In 1972 there was little information about grieving a suicide. So I didn’t. I did what I could to live my life. I did what I could to keep the feelings of being a motherless child at bay. All means of escape were tried.
My life story is adventurous tending toward perfectionism and self-loathing.
Two failed marriages, two grown children, and the loss of all those who knew me as a child found me in a career change in my sixth decade. I attended college for the first time.
I became the first in my family to graduate with a BA in Sociology at the age of sixty-two. Loving the classroom, and the opportunity to grow and expand my horizons, I was encouraged to pursue a master’s degree.
As a newly single woman, the academic work filled me with confidence, and I began to feel like I could be someone. I wrote a paper entitled “Suicide: A Long Time Coming.” My mother’s life and death streamed out of me. At my professor’s insistence I submitted the paper to an academic journal, and I became a published author.
My thesis topic had been born. My study of suicide loss survivors was profound. I wanted to understand what I and all who have lived through a loved one’s suicide suffer through. As part of my research, I began attending a drop-in suicide loss survivor support group and my healing began 47 years after the fact. Sharing my deepest pain with others who knew what I was talking about was remarkably freeing. It felt like a deep breath in a cool forest.

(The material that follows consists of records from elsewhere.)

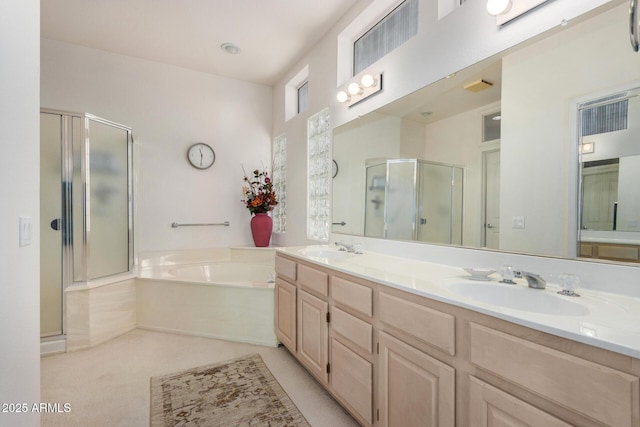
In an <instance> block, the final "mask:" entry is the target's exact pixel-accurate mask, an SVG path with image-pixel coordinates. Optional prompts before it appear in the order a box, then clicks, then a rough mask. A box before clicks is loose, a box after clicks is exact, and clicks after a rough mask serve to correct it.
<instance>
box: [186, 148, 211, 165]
mask: <svg viewBox="0 0 640 427" xmlns="http://www.w3.org/2000/svg"><path fill="white" fill-rule="evenodd" d="M187 159H189V163H191V165H192V166H193V167H194V168H197V169H208V168H210V167H211V165H212V164H213V162H215V161H216V153H214V151H213V148H211V147H210V146H208V145H207V144H205V143H202V142H198V143H196V144H193V145H192V146H191V147H189V150H188V151H187Z"/></svg>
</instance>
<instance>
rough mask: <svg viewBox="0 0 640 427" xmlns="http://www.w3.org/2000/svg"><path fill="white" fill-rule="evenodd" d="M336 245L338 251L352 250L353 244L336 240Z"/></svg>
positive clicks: (353, 248)
mask: <svg viewBox="0 0 640 427" xmlns="http://www.w3.org/2000/svg"><path fill="white" fill-rule="evenodd" d="M336 246H337V247H338V250H339V251H347V252H354V248H353V245H350V244H348V243H345V242H343V241H342V240H340V241H338V242H336Z"/></svg>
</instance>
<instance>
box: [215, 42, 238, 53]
mask: <svg viewBox="0 0 640 427" xmlns="http://www.w3.org/2000/svg"><path fill="white" fill-rule="evenodd" d="M220 49H222V50H224V51H225V52H227V53H228V54H230V55H237V54H238V53H240V48H239V47H238V46H236V45H235V44H233V43H222V44H221V45H220Z"/></svg>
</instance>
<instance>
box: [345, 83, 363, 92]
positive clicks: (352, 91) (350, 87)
mask: <svg viewBox="0 0 640 427" xmlns="http://www.w3.org/2000/svg"><path fill="white" fill-rule="evenodd" d="M347 92H349V94H350V95H360V94H361V93H362V88H361V87H360V85H359V84H358V83H355V82H354V83H351V84H350V85H349V86H347Z"/></svg>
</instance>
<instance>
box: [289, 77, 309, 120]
mask: <svg viewBox="0 0 640 427" xmlns="http://www.w3.org/2000/svg"><path fill="white" fill-rule="evenodd" d="M308 105H309V66H308V65H305V66H304V67H302V69H301V70H300V71H298V72H297V73H296V75H295V76H293V77H292V78H291V80H289V81H288V82H287V84H286V85H285V86H284V118H285V120H287V121H289V120H291V119H292V118H294V117H295V116H297V115H298V114H300V113H302V112H303V111H305V110H306V109H307V106H308Z"/></svg>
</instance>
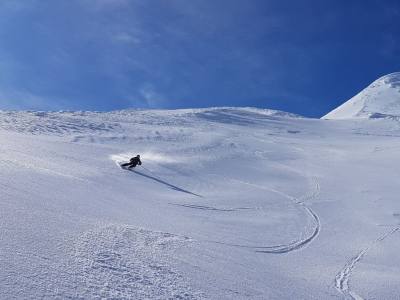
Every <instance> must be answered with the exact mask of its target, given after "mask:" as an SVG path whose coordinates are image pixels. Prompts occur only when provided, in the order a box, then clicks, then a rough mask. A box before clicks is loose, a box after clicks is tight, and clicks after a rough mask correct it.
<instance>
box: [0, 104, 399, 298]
mask: <svg viewBox="0 0 400 300" xmlns="http://www.w3.org/2000/svg"><path fill="white" fill-rule="evenodd" d="M399 137H400V126H399V122H398V120H397V119H395V118H391V119H390V118H379V119H373V120H371V119H354V120H332V121H326V120H313V119H306V118H300V117H298V116H295V115H291V114H286V113H283V112H276V111H271V110H259V109H254V108H210V109H193V110H189V109H187V110H175V111H162V110H159V111H157V110H156V111H141V110H131V111H117V112H109V113H95V112H53V113H50V112H0V229H1V231H0V291H1V292H0V298H1V299H399V295H400V275H399V274H400V257H399V256H398V249H399V247H400V230H399V229H400V201H399V198H398V188H399V186H400V181H399V168H400V163H399V160H398V153H399V151H400V140H399ZM136 154H141V158H142V161H143V165H142V166H138V167H137V168H135V169H133V170H124V169H121V168H120V167H119V163H121V162H124V161H127V160H128V159H129V158H130V157H132V156H134V155H136Z"/></svg>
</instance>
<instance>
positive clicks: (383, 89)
mask: <svg viewBox="0 0 400 300" xmlns="http://www.w3.org/2000/svg"><path fill="white" fill-rule="evenodd" d="M384 117H391V118H400V72H397V73H392V74H389V75H386V76H383V77H381V78H379V79H378V80H376V81H375V82H373V83H372V84H371V85H370V86H368V87H367V88H366V89H364V90H363V91H361V92H360V93H359V94H357V95H356V96H354V97H353V98H351V99H350V100H349V101H347V102H346V103H344V104H343V105H341V106H339V107H338V108H336V109H334V110H333V111H331V112H330V113H329V114H327V115H326V116H324V117H323V118H324V119H351V118H384Z"/></svg>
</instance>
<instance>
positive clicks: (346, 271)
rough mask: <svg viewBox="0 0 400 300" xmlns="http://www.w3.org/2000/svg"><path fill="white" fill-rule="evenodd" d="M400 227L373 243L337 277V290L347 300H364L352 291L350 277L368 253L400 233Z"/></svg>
mask: <svg viewBox="0 0 400 300" xmlns="http://www.w3.org/2000/svg"><path fill="white" fill-rule="evenodd" d="M399 230H400V227H395V228H393V229H392V230H390V231H388V232H386V233H385V234H383V235H382V236H380V237H379V238H377V239H376V240H375V241H373V242H372V243H371V244H370V245H369V246H368V247H366V248H365V249H363V250H361V251H360V252H359V253H358V254H357V255H356V256H354V257H353V258H352V259H350V260H349V261H348V262H347V264H346V265H345V266H344V268H343V269H342V270H341V271H340V272H339V273H338V274H337V275H336V277H335V288H336V289H337V290H338V291H339V292H340V293H341V294H343V295H344V296H345V299H349V300H350V299H354V300H363V299H364V298H362V297H361V296H359V295H357V294H356V293H355V292H353V291H352V290H351V289H350V285H349V280H350V276H351V274H352V272H353V270H354V268H355V266H356V265H357V263H358V262H359V261H360V260H361V259H362V258H363V257H364V256H365V255H366V254H367V252H368V251H369V250H370V249H371V248H372V247H374V246H375V245H376V244H378V243H379V242H382V241H383V240H384V239H386V238H387V237H388V236H390V235H392V234H394V233H395V232H397V231H399Z"/></svg>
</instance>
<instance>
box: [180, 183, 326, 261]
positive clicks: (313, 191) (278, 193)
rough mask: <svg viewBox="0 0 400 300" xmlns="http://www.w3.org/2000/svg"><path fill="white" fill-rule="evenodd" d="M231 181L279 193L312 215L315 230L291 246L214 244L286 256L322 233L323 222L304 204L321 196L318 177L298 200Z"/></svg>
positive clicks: (218, 243) (255, 185) (184, 205)
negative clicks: (284, 255)
mask: <svg viewBox="0 0 400 300" xmlns="http://www.w3.org/2000/svg"><path fill="white" fill-rule="evenodd" d="M231 180H233V181H237V182H239V183H242V184H246V185H250V186H254V187H257V188H260V189H265V190H268V191H271V192H274V193H277V194H279V195H281V196H283V197H285V198H287V199H289V200H290V201H292V202H293V203H294V204H296V205H299V206H301V207H302V208H303V209H304V210H305V211H306V212H307V214H308V215H310V217H311V218H312V219H313V221H314V229H313V231H312V233H311V234H310V235H309V236H308V237H306V238H304V239H300V240H297V241H293V242H291V243H289V244H283V245H274V246H247V245H239V244H229V243H224V242H216V241H211V242H214V243H217V244H223V245H227V246H233V247H240V248H250V249H255V251H256V252H257V253H268V254H284V253H288V252H291V251H295V250H299V249H301V248H303V247H304V246H306V245H308V244H309V243H311V242H312V241H313V240H314V239H315V238H316V237H317V236H318V234H319V232H320V231H321V222H320V220H319V217H318V215H317V214H316V213H315V212H314V211H313V210H312V209H311V208H310V207H308V206H307V205H306V204H305V203H304V202H306V201H310V200H313V199H316V198H317V197H318V196H319V194H320V190H321V188H320V185H319V182H318V180H317V178H316V177H311V178H310V179H309V180H310V181H311V182H312V184H313V186H314V188H313V189H312V190H311V191H310V192H309V193H307V194H305V195H303V196H301V197H300V198H296V197H293V196H290V195H288V194H286V193H284V192H282V191H279V190H276V189H272V188H267V187H264V186H259V185H256V184H252V183H249V182H245V181H241V180H237V179H231ZM182 206H186V207H190V206H189V205H182ZM191 208H199V207H191ZM203 209H204V208H203ZM213 210H218V209H216V208H213ZM225 211H227V210H225Z"/></svg>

I researched and wrote my thesis over the spring and summer of 2020, while we were all confined to our homes. “Survivors of Suicide Loss: Navigating Social Stigma and Threats to Social Bonds” was published after being honored with the Office of Graduate Studies’ Distinguished Thesis/Graduate Project Award. I continue to research and write. My dedication to those who grieve has established me as a force for healing and education.
Currently a facilitator for the suicide loss survivor group I once attended, a coordinator for a national program for peer-to-peer conversations with suicide loss survivors, a responder for my city’s crisis response team, I am also a certified grief educator devoted to educating the public about grief and the power of bereavement.